Pashinian has been pressuring Catholicos Garegin II and other high-ranking clerics to resign, saying that they have had secret sex affairs in breach of their vows of celibacy. He pledged on June 9 to set up a body tasked with deposing the supreme head of the Armenian Apostolic Church accused by him of having fathered a child.
Opposition and public figures have called the move unconstitutional, arguing that the church is legally separated from the state. They say that the real purpose of campaign, which has involved profanities posted on Pashinian’s Facebook page, is to please Azerbaijan and Turkey and neutralize a key source of opposition to far-reaching concessions to Armenia’s arch-foes.
An RFE/RL correspondent asked Pashinian about the sources of his allegations when she attended at the weekend his and his wife’s latest meeting with supporters held as part of their government-funded campaign purportedly aimed at helping Armenians become more educated.

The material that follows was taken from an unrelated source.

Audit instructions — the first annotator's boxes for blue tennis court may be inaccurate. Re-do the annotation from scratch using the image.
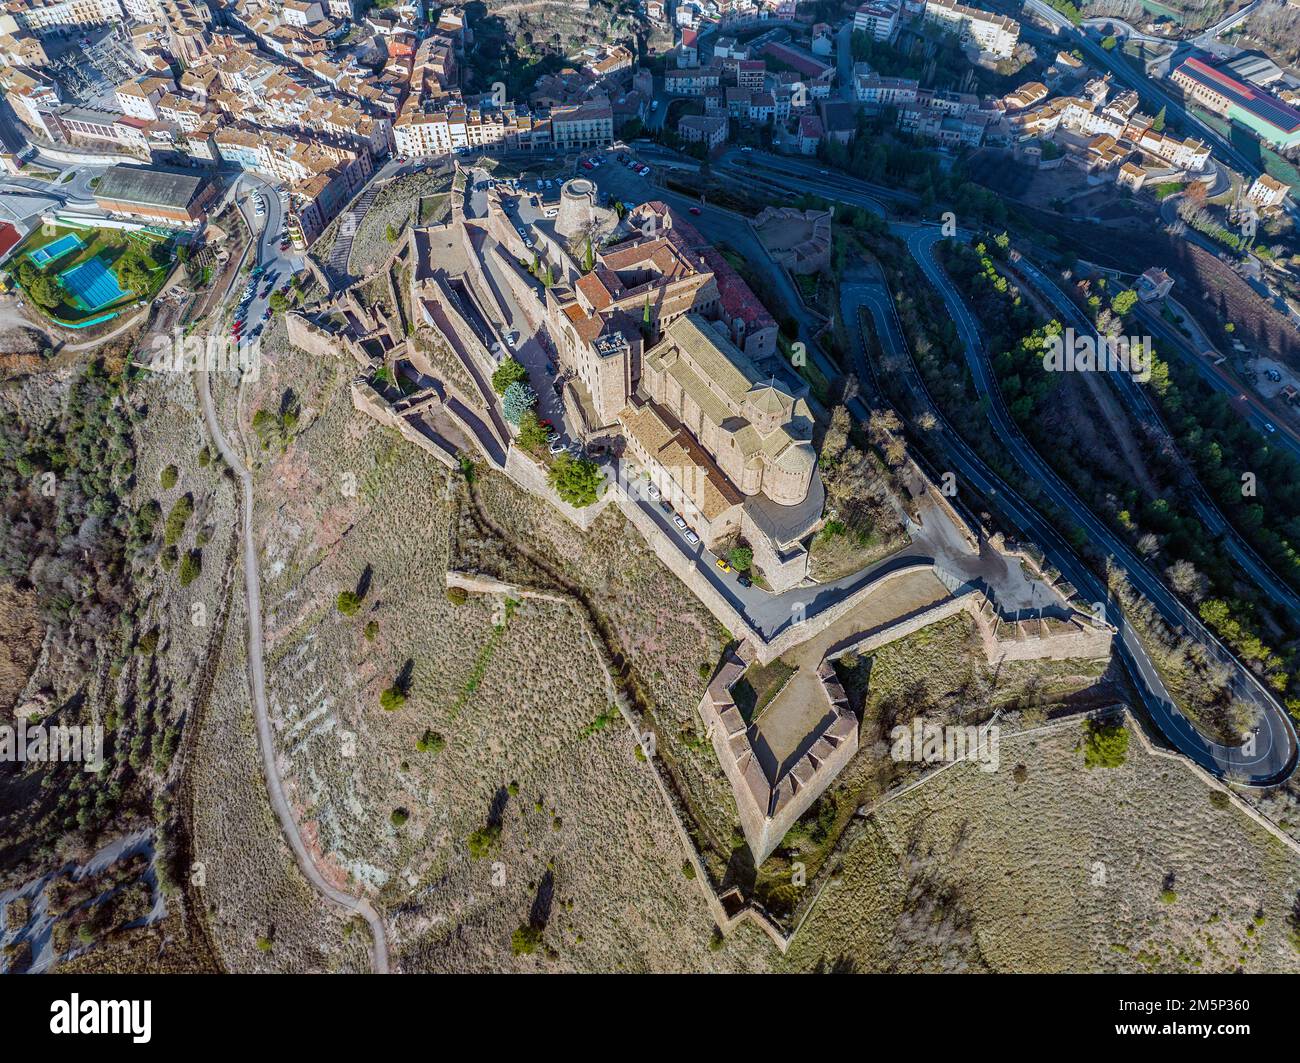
[60,257,130,311]
[28,233,84,267]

Pashinian replied that sensitive details of clerics’ private lives have been contained in intelligence briefings presented to him by the NSS, the former Armenian branch of the Soviet KGB, on a daily basis.
“Every day the National Security Service submits to me reports about the operational situation in the country and in that operational situation, naturally, there are security-related issues and related problems,” he said. “Naturally, I cannot help but know all of that. And my knowing is also absolutely legal.”
Pashinian did not say just how the alleged affairs of Garegin or any other priest are connected to national security. Civil rights activists insisted on Monday that there is no such connection and that the premier admitted to serious breaches of privacy protected by Armenian law.
“No one's personal sex life can be part of that operational information,” Nina Karapetiants, head of the Yerevan-based Helsinki Association, told RFE/RL’s Armenian Service.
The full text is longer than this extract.